O cometa 3I/ATLAS, terceiro objeto interestelar confirmado no Sistema Solar, apresentou desvio orbital significativo detectado em 29 de outubro pelo observatório ALMA. A aceleração não gravitacional surpreendeu astrônomos, pois superou a influência combinada do Sol e dos planetas. O fenômeno ocorreu durante a aproximação do periélio, quando o objeto alcançou sua menor distância da estrela.
Engenheiros do Laboratório de Propulsão a Jato da NASA mediram um desvio de quatro segundos de arco em ascensão reta. Essa variação corresponde a uma distância equivalente a dez raios terrestres em apenas um mês. Apesar da trajetória alterada, o cometa permanece visível para telescópios modernos conforme se afasta gradualmente do Sol.
Mecanismo de propulsão por sublimação
A aceleração anômala resulta de um processo natural em cometas ativos. A radiação solar aquece o núcleo do 3I/ATLAS, causando sublimação do gelo em sua superfície. Esse fenômeno envolve a transformação direta de gelo sólido em gás, sem passar pelo estado líquido.
O gelo sublimado escapa através de fendas no núcleo, formando jatos de gás que atuam como propulsores naturais. Conforme a terceira lei de Newton, esses jatos empurram o núcleo na direção oposta, alterando mensuradamente a órbita do objeto. Cometas conhecidos do Sistema Solar exibem comportamento similar quando se aproximam do Sol, porém raramente com tal intensidade.

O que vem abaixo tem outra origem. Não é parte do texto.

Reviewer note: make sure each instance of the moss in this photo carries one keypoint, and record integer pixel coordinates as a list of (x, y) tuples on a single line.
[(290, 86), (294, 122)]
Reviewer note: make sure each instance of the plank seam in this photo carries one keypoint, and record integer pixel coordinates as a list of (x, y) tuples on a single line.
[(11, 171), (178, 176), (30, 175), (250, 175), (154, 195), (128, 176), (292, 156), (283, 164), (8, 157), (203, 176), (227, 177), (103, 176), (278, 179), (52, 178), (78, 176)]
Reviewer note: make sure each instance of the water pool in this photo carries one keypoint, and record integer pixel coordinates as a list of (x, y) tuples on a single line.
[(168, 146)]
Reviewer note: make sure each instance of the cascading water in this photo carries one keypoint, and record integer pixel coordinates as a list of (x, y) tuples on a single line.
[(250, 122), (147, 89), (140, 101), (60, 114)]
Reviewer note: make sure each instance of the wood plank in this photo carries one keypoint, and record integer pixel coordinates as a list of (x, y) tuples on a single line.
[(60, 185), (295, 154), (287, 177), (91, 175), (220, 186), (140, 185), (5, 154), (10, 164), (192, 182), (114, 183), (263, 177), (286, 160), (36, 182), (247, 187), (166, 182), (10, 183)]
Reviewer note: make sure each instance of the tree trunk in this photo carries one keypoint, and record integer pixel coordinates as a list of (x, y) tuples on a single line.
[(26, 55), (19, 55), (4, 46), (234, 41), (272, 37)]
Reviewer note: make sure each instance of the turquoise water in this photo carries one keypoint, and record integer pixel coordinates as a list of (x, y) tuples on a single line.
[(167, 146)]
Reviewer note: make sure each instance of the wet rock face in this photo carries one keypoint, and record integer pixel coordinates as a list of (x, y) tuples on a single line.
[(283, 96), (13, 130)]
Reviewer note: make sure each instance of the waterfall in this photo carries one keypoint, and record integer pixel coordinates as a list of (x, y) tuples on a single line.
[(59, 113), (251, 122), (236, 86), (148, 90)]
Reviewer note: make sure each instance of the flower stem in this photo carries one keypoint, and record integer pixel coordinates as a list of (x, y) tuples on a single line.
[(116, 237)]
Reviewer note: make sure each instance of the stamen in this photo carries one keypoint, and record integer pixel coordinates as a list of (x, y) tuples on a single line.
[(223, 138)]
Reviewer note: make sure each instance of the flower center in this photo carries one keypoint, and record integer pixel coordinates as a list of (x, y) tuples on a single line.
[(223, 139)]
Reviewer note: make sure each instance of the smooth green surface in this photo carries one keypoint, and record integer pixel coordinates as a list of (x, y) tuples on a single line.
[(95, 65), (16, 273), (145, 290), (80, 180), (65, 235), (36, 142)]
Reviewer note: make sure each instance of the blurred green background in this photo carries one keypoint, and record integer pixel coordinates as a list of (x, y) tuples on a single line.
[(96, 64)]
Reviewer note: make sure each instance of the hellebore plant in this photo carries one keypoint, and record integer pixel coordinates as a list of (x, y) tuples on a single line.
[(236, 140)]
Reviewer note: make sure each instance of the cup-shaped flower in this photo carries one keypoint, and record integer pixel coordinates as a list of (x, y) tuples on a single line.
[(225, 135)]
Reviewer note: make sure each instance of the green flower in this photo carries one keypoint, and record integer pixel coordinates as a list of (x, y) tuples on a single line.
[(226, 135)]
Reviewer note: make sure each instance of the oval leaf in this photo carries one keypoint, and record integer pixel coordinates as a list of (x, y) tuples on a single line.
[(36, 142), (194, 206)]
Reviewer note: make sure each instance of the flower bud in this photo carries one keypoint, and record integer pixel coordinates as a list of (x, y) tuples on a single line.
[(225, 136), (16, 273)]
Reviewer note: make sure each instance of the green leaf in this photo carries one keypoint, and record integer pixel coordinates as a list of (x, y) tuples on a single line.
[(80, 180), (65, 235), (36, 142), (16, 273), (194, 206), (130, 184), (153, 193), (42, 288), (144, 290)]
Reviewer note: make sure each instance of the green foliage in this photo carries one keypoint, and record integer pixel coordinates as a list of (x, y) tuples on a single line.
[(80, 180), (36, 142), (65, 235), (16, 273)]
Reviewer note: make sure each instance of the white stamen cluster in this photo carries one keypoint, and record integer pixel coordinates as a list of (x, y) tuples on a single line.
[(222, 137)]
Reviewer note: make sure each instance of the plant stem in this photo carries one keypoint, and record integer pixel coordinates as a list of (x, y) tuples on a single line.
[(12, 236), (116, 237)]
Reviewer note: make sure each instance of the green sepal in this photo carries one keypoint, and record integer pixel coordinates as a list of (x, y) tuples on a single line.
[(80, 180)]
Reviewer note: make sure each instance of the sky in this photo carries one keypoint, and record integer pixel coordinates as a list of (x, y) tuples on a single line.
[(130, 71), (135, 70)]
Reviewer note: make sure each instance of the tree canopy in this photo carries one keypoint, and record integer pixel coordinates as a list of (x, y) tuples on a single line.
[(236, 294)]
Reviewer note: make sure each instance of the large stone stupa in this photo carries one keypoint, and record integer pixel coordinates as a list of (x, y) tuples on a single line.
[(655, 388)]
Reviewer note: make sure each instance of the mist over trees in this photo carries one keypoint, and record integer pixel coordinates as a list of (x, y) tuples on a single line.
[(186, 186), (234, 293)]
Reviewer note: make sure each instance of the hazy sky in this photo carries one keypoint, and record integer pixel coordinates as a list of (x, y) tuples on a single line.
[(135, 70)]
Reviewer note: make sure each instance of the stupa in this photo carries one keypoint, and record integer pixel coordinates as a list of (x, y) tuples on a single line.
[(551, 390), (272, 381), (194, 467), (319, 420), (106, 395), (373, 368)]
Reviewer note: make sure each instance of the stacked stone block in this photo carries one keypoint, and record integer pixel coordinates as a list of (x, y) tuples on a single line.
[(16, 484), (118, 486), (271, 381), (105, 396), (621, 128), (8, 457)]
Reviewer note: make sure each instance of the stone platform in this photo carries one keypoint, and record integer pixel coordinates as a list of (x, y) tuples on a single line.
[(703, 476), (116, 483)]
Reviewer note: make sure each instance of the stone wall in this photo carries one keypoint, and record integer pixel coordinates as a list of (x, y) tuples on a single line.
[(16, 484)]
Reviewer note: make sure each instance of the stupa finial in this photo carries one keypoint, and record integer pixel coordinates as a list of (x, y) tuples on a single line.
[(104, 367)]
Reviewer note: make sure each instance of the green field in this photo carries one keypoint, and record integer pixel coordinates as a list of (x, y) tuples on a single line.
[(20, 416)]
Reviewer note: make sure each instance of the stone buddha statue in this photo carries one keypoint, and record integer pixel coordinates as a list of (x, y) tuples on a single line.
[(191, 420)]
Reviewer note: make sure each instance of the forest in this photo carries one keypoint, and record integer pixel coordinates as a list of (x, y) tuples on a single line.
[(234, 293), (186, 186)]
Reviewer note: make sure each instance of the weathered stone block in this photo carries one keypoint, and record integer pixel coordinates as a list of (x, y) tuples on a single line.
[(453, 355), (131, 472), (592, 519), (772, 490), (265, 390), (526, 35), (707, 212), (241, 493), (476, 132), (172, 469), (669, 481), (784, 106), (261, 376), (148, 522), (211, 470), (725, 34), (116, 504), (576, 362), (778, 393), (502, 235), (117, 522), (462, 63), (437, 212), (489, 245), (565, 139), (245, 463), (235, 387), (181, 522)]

- Desvio orbital estatisticamente significativo detectado pelo ALMA.
- Trajetória alterada por força de propulsão não gravitacional.
- Dados processados em tempo real durante observações contínuas.
- Sublimação envolve múltiplos tipos de gelo: água, monóxido de carbono e dióxido de carbono.
Brilho intenso e emissão de gases
O 3I/ATLAS aumentou seu brilho antes do previsto pelos modelos iniciais, exibindo tonalidade azul dominante. Estudo pré-publicado em repositório científico atribui a variação à emissão acelerada de gases do núcleo. O cometa demonstra atividade cometária elevada, liberando material em ritmo acelerado que reforça a hipótese de jatos ativos e contínuos.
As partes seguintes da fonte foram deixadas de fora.